Step #2: Optimize Model With TAO – Prune, Quantize, TensorRT Conversion
This lab will use the link from the left-hand navigation pane throughout the course of the lab.
Jupyter Notebook
The key objective of this lab is to familiarize with various optimizations in TAO like model pruning and quantization. You will compare the inference performance of the optimized model with the unoptimized model.
More information on model pruning can be found at the following link: Technical Blog: Pruning Models
More information on model quantization can be found at following link: Technical Blog: Improving INT8 Accuracy Using Quantization
Open and run through the YOLO Optimization notebook, by clicking the Jupyter Notebook link in the left hand navigation pane and then selecting and running lab2-yolo_optimization.ipynb, in the tutorial folder.
Notebook steps:
Import saved data, including trained model, from Step 1 & run inference on model.

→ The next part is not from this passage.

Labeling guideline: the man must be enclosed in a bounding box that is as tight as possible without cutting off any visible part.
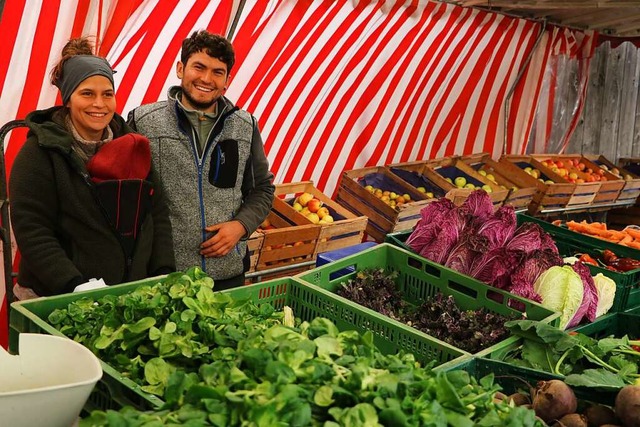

Export the trained model in FP32 format. We can export in FP32, FP16 or INT8. The result will be a model in etlt format which then needs to be built into a TRT engine file to run inference.
Run inference to get baseline numbers. Compare the inference time on the unoptimized model with the FP32 quantized model.
Prune the model to reduce the model size and accelerate inference time. Pruning removes parameters from the model to reduce the model size without compromising the integrity of the model.
Retrain the pruned model to recover lost accuracy. Once the model has been pruned, there might be a slight decrease in accuracy because some previously useful weights may have been removed. To regain accuracy, we can retrain the model on the same dataset.
Run inference on pruned model and compare numbers with baseline. You should observe the same accuracy, but with a significantly smaller model.